Misc collection of functions supporting network prep still to be cleaned up

add_missing_carriers(n, carriers)

Function to add missing carriers to the network without raising errors.

Parameters:
  • n (Network) –

    the pypsa network object

  • carriers (list | set) –

    a list of carriers that should be included

Source code in workflow/scripts/add_electricity.py
def add_missing_carriers(n: pypsa.Network, carriers: list | set) -> None:
    """Function to add missing carriers to the network without raising errors.

    Args:
        n (pypsa.Network): the pypsa network object
        carriers (list | set): a list of carriers that should be included
    """
    missing_carriers = set(carriers) - set(n.carriers.index)
    if len(missing_carriers) > 0:
        n.add("Carrier", missing_carriers)

calculate_annuity(lifetime, discount_rate)

Calculate the annuity factor for an asset with lifetime n years and discount rate of r, e.g. annuity(20, 0.05) * 20 = 1.6

Parameters:
  • lifetime (int) –

    ecomic asset lifetime for discounting/NPV calc

  • discount_rate (float) –

    the WACC

Returns:
  • float( float ) –

    the annuity factor

Source code in workflow/scripts/add_electricity.py
def calculate_annuity(lifetime: int, discount_rate: float) -> float:
    """Calculate the annuity factor for an asset with lifetime n years and
    discount rate of r, e.g. annuity(20, 0.05) * 20 = 1.6

    Args:
        lifetime (int): ecomic asset lifetime for discounting/NPV calc
        discount_rate (float): the WACC

    Returns:
        float: the annuity factor
    """
    r = discount_rate
    n = lifetime

    if isinstance(r, pd.Series):
        if r.any() < 0:
            raise ValueError("Discount rate must be positive")
        if r.any() < 0:
            raise ValueError("Discount rate must be positive")
        return pd.Series(1 / n, index=r.index).where(r == 0, r / (1.0 - 1.0 / (1.0 + r) ** n))
    elif r < 0:
        raise ValueError("Discount rate must be positive")
    elif r < 0:
        raise ValueError("Discount rate must be positive")
    elif r > 0:
        return r / (1.0 - 1.0 / (1.0 + r) ** n)
    else:
        return 1 / n

load_costs(tech_costs, cost_config, elec_config, cost_year, n_years)

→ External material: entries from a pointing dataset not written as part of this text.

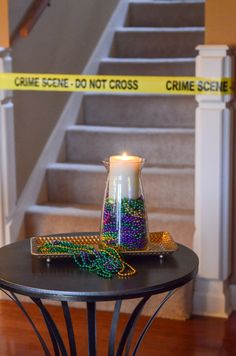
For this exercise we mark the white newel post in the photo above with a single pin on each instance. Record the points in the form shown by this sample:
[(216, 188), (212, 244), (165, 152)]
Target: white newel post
[(7, 156), (213, 184)]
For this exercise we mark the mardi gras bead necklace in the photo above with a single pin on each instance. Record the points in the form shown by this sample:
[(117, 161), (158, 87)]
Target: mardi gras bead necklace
[(104, 260)]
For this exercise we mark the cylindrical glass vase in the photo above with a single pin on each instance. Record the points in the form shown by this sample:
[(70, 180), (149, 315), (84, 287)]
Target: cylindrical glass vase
[(124, 218)]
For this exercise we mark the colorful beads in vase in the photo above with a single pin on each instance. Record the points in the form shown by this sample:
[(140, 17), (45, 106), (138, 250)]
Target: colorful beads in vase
[(124, 219)]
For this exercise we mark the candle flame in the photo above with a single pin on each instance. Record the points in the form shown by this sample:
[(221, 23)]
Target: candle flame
[(125, 156)]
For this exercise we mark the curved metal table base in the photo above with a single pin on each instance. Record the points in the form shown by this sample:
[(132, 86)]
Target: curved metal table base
[(124, 345)]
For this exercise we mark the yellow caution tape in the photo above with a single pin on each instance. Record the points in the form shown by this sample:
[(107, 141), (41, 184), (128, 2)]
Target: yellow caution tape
[(116, 84)]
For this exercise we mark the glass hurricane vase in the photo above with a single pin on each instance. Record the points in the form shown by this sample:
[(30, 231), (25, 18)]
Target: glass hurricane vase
[(124, 218)]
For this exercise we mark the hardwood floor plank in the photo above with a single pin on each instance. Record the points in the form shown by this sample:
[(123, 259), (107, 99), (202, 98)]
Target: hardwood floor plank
[(199, 336)]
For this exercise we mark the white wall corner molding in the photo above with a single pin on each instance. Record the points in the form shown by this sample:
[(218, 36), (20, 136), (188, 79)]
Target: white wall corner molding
[(213, 183), (211, 297)]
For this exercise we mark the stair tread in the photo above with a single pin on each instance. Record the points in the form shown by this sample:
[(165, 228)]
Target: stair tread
[(148, 60), (160, 29), (127, 130)]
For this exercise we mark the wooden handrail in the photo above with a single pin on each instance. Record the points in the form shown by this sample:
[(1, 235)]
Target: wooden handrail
[(29, 20)]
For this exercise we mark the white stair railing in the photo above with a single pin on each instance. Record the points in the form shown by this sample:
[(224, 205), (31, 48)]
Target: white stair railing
[(213, 185), (7, 156)]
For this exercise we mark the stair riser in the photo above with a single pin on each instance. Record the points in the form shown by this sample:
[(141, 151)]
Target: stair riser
[(156, 44), (159, 69), (139, 111), (82, 187), (166, 15), (158, 149), (45, 224)]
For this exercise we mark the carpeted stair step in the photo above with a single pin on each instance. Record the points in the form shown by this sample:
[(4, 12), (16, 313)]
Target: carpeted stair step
[(157, 42), (155, 66), (139, 110), (166, 13), (59, 218), (165, 147), (164, 188)]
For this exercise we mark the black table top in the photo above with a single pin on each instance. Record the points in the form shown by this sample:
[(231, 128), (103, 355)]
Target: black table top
[(22, 273)]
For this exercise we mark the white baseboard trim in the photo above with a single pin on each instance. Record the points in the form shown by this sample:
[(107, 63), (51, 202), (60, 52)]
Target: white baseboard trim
[(68, 117), (211, 298)]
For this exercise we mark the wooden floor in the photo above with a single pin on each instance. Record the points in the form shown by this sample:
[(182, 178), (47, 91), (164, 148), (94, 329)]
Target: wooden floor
[(199, 336)]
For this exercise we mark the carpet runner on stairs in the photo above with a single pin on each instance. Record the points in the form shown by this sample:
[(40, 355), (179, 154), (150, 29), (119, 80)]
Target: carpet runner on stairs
[(159, 38)]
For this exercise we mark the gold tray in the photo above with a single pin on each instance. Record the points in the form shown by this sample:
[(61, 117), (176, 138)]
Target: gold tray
[(159, 243)]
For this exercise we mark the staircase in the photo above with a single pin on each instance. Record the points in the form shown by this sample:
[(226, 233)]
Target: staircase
[(158, 38)]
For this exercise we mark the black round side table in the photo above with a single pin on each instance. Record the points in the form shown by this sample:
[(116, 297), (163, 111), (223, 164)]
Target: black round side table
[(61, 280)]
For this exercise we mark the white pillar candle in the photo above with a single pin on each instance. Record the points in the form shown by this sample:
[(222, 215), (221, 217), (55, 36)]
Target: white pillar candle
[(124, 174)]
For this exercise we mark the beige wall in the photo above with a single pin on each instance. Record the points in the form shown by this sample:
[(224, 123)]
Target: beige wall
[(61, 42), (220, 22), (221, 29)]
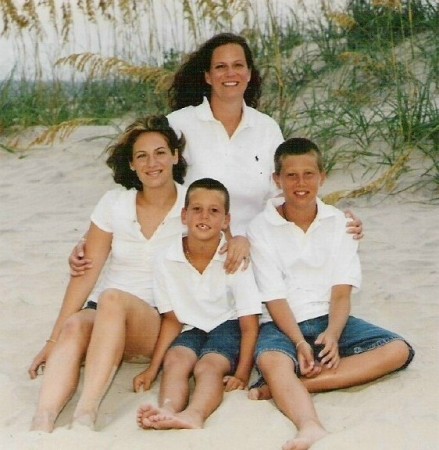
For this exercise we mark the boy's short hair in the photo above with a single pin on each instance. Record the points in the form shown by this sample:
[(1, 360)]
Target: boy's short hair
[(212, 185), (297, 146)]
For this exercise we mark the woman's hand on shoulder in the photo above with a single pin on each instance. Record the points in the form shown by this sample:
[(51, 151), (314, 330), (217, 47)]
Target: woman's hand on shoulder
[(354, 226), (78, 264), (238, 253)]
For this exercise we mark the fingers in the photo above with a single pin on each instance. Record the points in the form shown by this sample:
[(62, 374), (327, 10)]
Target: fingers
[(232, 383), (33, 369)]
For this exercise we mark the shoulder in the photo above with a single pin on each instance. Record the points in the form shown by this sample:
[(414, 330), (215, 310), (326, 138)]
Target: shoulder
[(118, 194), (329, 211), (181, 115)]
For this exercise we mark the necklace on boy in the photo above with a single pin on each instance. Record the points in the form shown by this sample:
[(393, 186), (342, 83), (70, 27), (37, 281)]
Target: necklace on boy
[(187, 252), (284, 212)]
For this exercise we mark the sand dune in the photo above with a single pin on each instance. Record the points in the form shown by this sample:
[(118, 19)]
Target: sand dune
[(46, 196)]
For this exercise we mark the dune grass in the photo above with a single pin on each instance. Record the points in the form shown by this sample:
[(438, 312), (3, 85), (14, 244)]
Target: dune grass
[(363, 82)]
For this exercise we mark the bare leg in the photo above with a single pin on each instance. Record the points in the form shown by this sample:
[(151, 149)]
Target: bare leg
[(124, 324), (352, 370), (292, 398), (208, 394), (62, 369), (360, 369), (178, 366)]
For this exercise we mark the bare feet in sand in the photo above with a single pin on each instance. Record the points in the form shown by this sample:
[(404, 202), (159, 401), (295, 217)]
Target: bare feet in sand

Calculate the anualised capex costs and OM costs for the technologies based on the input data

Parameters:
  • tech_costs (PathLike) –

    the csv containing the costs

  • cost_config (dict) –

    the snakemake pypsa-china cost config

  • elec_config (dict) –

    the snakemake pypsa-china electricity config

  • cost_year (int) –

    the year for which the costs are retrived

  • n_years (int) –

    the # of years over which the investment is annuitised

Returns:
  • DataFrame

    pd.DataFrame: costs dataframe in [CURRENCY] per MW_ ... or per MWh_ ...

Source code in workflow/scripts/add_electricity.py
def load_costs(
    tech_costs: PathLike, cost_config: dict, elec_config: dict, cost_year: int, n_years: int
) -> pd.DataFrame:
    """Calculate the anualised capex costs and OM costs for the technologies based on the input data

    Args:
        tech_costs (PathLike): the csv containing the costs
        cost_config (dict): the snakemake pypsa-china cost config
        elec_config (dict): the snakemake pypsa-china electricity config
        cost_year (int): the year for which the costs are retrived
        n_years (int): the # of years over which the investment is annuitised

    Returns:
        pd.DataFrame: costs dataframe in [CURRENCY] per MW_ ... or per MWh_ ...
    """

    # set all asset costs and other parameters
    costs = pd.read_csv(tech_costs, index_col=list(range(3))).sort_index()

    # correct units to MW and EUR
    costs.loc[costs.unit.str.contains("/kW"), "value"] *= 1e3
    costs.loc[costs.unit.str.contains("USD"), "value"] *= cost_config["USD2013_to_EUR2013"]
    costs.loc[costs.unit.str.contains("USD"), "value"] *= cost_config["USD2013_to_EUR2013"]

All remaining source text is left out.